A little while later, there’s a shrill roar overhead, and two Akula-class drop ships come swooping out of the driving snow overhead. They settle side by side on a landing pad on the far end of the drop-ship tarmac in an impressive display of skillful synchronized shit-weather flying. I think of Halley, probably one of the best drop-ship pilots in the entire fleet, and wonder what her critique of that landing maneuver would be.

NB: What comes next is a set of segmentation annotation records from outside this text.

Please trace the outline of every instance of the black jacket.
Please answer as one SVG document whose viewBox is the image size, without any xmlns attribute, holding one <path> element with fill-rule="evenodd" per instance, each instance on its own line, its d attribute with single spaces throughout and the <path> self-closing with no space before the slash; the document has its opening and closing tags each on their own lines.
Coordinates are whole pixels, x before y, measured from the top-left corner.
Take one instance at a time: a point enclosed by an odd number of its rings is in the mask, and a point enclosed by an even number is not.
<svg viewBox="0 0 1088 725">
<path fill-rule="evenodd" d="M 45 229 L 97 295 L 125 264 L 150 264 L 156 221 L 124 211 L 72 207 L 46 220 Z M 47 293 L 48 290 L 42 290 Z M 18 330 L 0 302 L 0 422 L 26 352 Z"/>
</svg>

I can see why the SRA designers decided to call their creation the “shark.” Next to the NAC drop ships, the Sino-Russian birds look more crude, but decidedly more predatory. Their fuselages are more narrow, their cockpits smaller, and the overall shape of the airframes is more streamlined. They’re bigger than our Wasps, although not quite as large as the Dragonflies. They do, however, bristle with an almost excessive array of air-to-ground weaponry—a nose turret with two multibarreled guns, large-caliber ground-attack cannons in fixed mounts on either side of the fuselage, and more cannons still in removable pods on the wing pylons. Autocannons are simpler and cheaper than intelligent guided munitions, and the SRA engineers sure used as many of them as they could cram into the design. I’ve been on the receiving end of Akula attack runs more than once, and those things can put an awful lot of armor-piercing high explosives on target very quickly. No matter how permanent our new alliance of necessity may turn out in the end, I will never lose the feeling of dread that settles in my stomach whenever I see the insectoid, angular shape of an Akula.